13th Chief Minister of Uttar Pradesh
- In office 19 July 1982 – 2 August 1984
- Preceded by: V. P. Singh
- Succeeded by: N. D. Tiwari

Personal details
- Born: 4 December 1923 Sultanpur, United Provinces, British India
- Died: 8 December 2002 (aged 79) Lucknow, Uttar Pradesh, India
- Party: Indian National Congress
- Education: M.A., LLB
- Alma mater: University of Lucknow, Banaras Hindu University
- Profession: Politician

= Sripati Mishra =

Indian politician

Sripati Mishra (4 December 1923 – 8 December 2002) was an Indian politician belonging to Indian National Congress. He served as Chief Minister of Uttar Pradesh during the 1980s.

==Birth==
Sripati Mishra was born in a Brahmin family in Sheshpur village in Sultanpur.
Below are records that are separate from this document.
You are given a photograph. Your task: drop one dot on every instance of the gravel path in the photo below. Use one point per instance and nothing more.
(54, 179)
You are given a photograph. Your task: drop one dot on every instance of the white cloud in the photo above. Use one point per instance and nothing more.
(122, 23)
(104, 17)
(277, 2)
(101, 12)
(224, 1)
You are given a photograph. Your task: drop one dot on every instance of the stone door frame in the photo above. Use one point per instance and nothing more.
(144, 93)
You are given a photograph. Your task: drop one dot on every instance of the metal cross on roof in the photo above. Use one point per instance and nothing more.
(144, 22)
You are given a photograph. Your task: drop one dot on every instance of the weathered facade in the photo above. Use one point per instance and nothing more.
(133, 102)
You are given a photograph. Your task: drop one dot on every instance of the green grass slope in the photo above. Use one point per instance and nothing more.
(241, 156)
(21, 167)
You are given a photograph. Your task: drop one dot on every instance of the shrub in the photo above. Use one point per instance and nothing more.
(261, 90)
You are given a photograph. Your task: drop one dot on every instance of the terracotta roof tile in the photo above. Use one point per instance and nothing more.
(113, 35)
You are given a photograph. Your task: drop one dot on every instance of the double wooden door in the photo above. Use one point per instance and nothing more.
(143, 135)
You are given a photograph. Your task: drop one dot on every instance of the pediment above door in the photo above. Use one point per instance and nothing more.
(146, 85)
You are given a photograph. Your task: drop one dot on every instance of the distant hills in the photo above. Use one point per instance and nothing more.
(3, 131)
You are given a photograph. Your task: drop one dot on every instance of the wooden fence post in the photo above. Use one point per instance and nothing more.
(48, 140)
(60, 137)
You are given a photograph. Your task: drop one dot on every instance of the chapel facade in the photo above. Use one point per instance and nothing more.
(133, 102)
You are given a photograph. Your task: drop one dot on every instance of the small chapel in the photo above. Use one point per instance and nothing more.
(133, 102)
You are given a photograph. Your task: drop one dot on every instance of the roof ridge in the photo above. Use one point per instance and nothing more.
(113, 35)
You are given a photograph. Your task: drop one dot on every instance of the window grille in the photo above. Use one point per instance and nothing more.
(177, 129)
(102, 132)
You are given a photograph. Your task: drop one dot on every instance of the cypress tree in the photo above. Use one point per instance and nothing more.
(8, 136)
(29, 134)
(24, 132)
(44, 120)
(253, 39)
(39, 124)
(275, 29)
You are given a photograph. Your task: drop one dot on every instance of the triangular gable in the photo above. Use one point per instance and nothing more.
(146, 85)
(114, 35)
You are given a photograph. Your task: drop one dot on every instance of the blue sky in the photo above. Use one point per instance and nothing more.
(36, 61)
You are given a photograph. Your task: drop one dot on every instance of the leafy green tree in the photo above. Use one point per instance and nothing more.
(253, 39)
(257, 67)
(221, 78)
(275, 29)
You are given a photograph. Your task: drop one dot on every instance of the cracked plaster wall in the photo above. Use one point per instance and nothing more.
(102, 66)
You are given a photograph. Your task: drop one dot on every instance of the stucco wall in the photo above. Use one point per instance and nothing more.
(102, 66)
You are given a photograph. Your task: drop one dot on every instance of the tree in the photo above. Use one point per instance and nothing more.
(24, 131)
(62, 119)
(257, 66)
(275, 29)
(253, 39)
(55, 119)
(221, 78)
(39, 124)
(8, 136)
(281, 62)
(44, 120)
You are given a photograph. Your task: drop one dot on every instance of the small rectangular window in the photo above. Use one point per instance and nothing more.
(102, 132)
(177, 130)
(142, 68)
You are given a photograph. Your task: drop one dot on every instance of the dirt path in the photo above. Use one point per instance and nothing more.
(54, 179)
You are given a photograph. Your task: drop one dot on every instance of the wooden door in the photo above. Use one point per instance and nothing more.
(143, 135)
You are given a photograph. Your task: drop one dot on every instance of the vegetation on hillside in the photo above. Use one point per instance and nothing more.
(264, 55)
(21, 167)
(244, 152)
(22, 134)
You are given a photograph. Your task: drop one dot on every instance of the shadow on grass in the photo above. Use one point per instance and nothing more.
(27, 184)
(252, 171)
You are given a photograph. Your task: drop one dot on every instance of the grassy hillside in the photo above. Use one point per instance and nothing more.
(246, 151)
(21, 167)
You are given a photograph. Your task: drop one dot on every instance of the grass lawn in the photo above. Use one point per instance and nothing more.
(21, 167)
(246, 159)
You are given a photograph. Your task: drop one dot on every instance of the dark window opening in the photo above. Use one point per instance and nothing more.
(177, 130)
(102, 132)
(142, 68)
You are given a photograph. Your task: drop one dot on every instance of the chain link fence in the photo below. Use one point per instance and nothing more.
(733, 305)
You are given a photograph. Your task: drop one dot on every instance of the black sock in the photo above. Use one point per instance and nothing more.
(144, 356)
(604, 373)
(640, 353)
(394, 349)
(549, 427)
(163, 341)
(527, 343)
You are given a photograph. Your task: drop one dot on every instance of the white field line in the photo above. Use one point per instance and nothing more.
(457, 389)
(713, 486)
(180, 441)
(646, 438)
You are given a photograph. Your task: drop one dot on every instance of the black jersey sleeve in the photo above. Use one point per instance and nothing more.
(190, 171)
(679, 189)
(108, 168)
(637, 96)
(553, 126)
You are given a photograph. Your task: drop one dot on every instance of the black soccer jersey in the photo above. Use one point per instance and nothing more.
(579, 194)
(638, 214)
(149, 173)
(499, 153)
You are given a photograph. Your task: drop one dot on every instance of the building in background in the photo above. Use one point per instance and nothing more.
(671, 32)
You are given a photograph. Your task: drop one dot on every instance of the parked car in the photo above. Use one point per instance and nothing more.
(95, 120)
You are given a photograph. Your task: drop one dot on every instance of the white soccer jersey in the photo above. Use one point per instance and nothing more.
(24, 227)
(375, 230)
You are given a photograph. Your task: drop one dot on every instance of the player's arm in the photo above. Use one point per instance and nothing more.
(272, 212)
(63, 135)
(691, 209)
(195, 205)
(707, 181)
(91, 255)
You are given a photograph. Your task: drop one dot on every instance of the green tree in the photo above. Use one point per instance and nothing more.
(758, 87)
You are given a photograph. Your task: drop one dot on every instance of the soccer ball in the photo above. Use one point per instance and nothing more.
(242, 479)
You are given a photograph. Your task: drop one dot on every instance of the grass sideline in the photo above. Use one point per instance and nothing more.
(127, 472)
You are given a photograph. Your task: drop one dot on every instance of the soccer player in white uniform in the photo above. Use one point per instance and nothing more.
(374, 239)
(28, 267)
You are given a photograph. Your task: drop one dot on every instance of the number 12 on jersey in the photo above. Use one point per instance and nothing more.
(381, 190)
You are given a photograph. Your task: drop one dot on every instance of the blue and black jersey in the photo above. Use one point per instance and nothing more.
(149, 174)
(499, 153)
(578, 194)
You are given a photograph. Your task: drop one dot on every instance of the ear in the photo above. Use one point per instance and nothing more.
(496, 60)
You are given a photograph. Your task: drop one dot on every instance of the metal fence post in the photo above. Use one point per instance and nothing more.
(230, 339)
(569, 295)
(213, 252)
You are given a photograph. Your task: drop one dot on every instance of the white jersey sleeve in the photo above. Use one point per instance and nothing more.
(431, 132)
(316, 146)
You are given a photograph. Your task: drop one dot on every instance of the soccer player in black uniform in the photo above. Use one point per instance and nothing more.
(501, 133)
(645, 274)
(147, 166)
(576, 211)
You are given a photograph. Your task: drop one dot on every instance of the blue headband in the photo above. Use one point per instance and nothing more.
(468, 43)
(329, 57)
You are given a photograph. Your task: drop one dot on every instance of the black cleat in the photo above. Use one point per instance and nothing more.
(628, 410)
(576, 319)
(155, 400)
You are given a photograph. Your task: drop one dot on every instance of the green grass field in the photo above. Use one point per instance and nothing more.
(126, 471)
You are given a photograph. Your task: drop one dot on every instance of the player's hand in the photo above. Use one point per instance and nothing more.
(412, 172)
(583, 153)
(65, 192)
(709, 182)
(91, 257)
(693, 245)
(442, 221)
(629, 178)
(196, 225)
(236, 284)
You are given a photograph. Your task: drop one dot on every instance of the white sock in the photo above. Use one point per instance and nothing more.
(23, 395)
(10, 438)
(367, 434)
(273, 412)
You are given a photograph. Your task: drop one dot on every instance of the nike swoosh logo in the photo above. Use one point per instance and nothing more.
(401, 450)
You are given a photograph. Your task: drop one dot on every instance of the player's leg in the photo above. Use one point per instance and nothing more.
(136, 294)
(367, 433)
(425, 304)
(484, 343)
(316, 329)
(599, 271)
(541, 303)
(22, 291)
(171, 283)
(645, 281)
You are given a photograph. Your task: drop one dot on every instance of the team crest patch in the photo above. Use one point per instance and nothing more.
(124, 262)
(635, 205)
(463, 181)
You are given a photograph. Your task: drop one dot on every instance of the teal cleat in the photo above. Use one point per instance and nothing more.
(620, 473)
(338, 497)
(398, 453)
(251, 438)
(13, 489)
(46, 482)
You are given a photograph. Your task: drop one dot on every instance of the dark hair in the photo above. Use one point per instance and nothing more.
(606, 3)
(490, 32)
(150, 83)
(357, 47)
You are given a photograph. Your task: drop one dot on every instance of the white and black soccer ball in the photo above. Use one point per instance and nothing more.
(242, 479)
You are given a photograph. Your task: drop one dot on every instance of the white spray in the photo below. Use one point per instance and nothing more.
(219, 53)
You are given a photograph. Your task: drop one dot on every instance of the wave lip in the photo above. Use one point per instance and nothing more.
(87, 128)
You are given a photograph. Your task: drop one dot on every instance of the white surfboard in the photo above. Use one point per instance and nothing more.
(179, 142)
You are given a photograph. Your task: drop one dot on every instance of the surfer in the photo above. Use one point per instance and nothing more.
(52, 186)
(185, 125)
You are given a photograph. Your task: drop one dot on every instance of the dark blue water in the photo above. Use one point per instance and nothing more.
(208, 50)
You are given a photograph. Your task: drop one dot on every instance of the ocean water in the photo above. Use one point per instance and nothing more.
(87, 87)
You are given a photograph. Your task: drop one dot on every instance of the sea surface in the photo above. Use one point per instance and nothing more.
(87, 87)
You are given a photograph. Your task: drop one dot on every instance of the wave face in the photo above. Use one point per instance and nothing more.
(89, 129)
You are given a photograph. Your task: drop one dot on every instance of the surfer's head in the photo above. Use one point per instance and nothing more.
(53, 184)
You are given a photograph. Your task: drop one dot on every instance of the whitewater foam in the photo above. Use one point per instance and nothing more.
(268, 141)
Mishra pursued higher education, earning an M.A. from Banaras Hindu University and an LLB from Lucknow University before entering politics in the early 1960s.

==Political career==
Sripati Mishra was first elected to Vidhan Sabha and became its speaker in 1980. He remained in this office from 7 July 1980 till 18 July 1982.
He became Chief Minister after resignation of Vishwanath Pratap Singh in 1982. He remained in office from 19 July 1982 till 3 August 1984. Dr Yogendra Narain served as his Principal Secretary. Later, he was elected to the Lok Sabha in 1984.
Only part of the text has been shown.